— …Владимирович Короедов, зверобой Командорского зверосовхоза, убил в браконьерских целях самку калана, что является нарушением закона о запрете отстрела этих животных. Акт составлен в присутствии… Минутку, как я понял, каланку застрелил ты, Аркаха?
— Ты правильно сообразил: я. Понимаешь, дело к отъезду. А в Петропавловске один мужчина живет, и он, понимаешь, всякие шкурки покупает. И нерповые, и каланьи, и всякие прочие. Хорошие деньги, Волк, платит… Понял-нет?
— …Ну вот, в присутствии свидетеля Барсукова Петра…
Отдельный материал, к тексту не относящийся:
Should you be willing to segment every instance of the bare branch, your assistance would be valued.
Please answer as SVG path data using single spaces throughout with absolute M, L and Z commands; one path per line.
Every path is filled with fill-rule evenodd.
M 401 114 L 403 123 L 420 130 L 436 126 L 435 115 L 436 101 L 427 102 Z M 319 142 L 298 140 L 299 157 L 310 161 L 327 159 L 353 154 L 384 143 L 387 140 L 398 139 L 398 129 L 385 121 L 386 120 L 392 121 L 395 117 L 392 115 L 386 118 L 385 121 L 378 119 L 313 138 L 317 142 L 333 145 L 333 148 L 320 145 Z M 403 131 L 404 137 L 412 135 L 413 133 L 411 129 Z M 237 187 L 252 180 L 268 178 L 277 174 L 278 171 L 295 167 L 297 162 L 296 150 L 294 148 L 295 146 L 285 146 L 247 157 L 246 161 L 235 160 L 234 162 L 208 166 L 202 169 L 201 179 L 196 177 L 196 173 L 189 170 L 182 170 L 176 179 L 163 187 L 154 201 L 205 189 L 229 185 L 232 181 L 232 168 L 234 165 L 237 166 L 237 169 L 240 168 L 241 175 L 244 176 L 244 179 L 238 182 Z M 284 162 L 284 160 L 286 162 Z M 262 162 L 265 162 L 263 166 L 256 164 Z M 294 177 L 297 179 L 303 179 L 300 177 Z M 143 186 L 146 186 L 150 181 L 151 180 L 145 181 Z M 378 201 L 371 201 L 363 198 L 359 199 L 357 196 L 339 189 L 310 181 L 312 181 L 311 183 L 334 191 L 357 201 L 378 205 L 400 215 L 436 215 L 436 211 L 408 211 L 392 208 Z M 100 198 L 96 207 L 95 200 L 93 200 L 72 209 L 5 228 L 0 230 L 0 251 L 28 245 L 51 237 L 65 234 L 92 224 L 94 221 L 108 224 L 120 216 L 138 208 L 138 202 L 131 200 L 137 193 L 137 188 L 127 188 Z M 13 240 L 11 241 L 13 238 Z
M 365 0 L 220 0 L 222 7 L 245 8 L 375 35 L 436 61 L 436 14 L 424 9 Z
— Федоровича, — подсказал Барсуков и спросил: — Ты что это, Волк, всерьез? Давай-ка мы все же побеседуем. Тот дядя ха-арошие деньги отваливает…
— Федоровича. Вот и все. Теперь, как известно, вам обоим требуется подписать акт.
— Давай его, родимого, — сказал Аркаха, протягивая руку. — Ух, какая была бы у меня коллекция, ежели бы я все эти акты собирал! Дай-ка ручку… — Аркаха подписал акт, пододвинул бумагу Барсукову. Тот, удивленно поглядев на приятеля, покрутил пальцем у виска, но Аркаха, ухмыляясь, кивнул, и Петька, пожав плечами, тоже поставил свою подпись. Короед перечитал, шевеля потрескавшимися губами, хмыкнул и, свернув, положил бумагу к себе в карман. Сказал, щуря глаза от дыма: — Ну вот что, Волк, поигрались, и будя. Надо сегодня решить: либо мир, либо война.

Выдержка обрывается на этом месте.